A divisão da herança entre os filhos é igualitária (salvo se a pessoa que morrer privilegiar um deles no testamento, respeitado o limite de 50% do patrimônio total). Não existe mais diferenciação entre filhos concebidos dentro ou fora do casamento.
Também tem direito à herança o filho já concebido, que nasce depois que a pessoa morre. Se a gestação for interrompida ou o bebê nascer sem vida, não é levado em conta na divisão da herança.
É preciso lembrar que o dono dos bens pode fazer o testamento e deixar metade de seu patrimônio para quem quiser, mesmo que não sejam filhos. A prioridade dos filhos é para a parte que sobrar, se houver testamento.
8. Partilha dos bens aos netos, bisnetos, trinetos e tataranetos
Para outros descendentes diretos (netos, bisnetos, trinetos tataranetos), existe o direito de representação. Isso significa que eles podem ficar com a parte da herança que caberia a um filho da pessoa que deixou herança.
Esse direito de representação se estende sem limite entre descendentes diretos, como bisnetos, trinetos e tataranetos.
9. Partilha de bens aos pais
Os pais só têm direito à herança se a pessoa falecida não deixar descendentes (filhos, netos, bisnetos, trinetos e tataranetos). Eles têm que dividir parte do patrimônio com o cônjuge do falecido, independente do regime de bens que o casal mantinha.
10. Partilha de bens aos avós, bisavós, trisavós e tataravós
Só têm direito à herança se a pessoa que morreu não deixou:
- Descendentes diretos (filhos, netos, bisnetos, trinetos e tataranetos);
- Pais;
- Marido, esposa, companheiro ou companheira.
Nesse caso, não existe direito de representação. Assim, o ascendente mais próximo exclui os mais distantes. Por exemplo: uma avó vai excluir um bisavô da herança (exceto se o bisavô estiver contemplado no testamento, dentro dos 50% que podem ser destinados livremente).

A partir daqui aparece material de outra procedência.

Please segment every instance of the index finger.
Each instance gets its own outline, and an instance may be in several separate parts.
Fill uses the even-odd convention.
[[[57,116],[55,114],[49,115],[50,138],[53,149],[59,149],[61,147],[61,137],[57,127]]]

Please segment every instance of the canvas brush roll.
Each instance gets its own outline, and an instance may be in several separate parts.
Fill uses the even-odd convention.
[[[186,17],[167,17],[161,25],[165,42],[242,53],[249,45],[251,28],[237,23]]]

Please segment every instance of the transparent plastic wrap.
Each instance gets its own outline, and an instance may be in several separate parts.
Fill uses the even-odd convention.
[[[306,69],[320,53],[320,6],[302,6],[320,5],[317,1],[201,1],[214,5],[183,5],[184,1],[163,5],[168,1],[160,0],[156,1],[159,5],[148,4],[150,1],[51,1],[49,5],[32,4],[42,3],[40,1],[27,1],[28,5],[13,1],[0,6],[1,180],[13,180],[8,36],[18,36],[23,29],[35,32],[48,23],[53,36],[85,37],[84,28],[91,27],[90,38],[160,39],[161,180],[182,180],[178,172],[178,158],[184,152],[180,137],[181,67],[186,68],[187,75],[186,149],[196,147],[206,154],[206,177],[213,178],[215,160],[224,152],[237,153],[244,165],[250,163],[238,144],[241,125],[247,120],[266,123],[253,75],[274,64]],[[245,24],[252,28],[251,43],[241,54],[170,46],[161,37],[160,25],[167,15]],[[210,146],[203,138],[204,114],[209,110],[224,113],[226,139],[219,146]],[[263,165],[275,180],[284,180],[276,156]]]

11. Partilha de bens aos Irmãos, sobrinhos, tios, tios-avós e primos
Esses são os principais parentes colaterais considerados herdeiros facultativos. Se não forem contemplados no testamento, só terão direito à herança caso não esteja vivo nenhum dos outros familiares listados acima.
Diferentemente dos herdeiros necessários, os herdeiros facultativos podem ser excluídos no testamento pela simples vontade do dono do patrimônio.
12. Partilha de bens com testamento
Neste caso, será preciso fazer um inventário, pois metade do patrimônio do falecido fica disponível para os herdeiros legais. Explicando: o testamento tem efeito sobre 50% da herança, enquanto os outros 50% vão para o cônjuge e descendentes. Ou seja, só se pode testar 50% da herança.
13. Como saber se o falecido deixou testamento?
Caso a família não tenha certeza se o falecido deixou testamento registrado, dever-se-á retirar uma certidão no CENSEC (Central Notarial de Serviços Eletrônicos Compartilhados). Essa pesquisa realizará uma busca em todos os cartórios do país, verificando a existência ou não de testamento registrado.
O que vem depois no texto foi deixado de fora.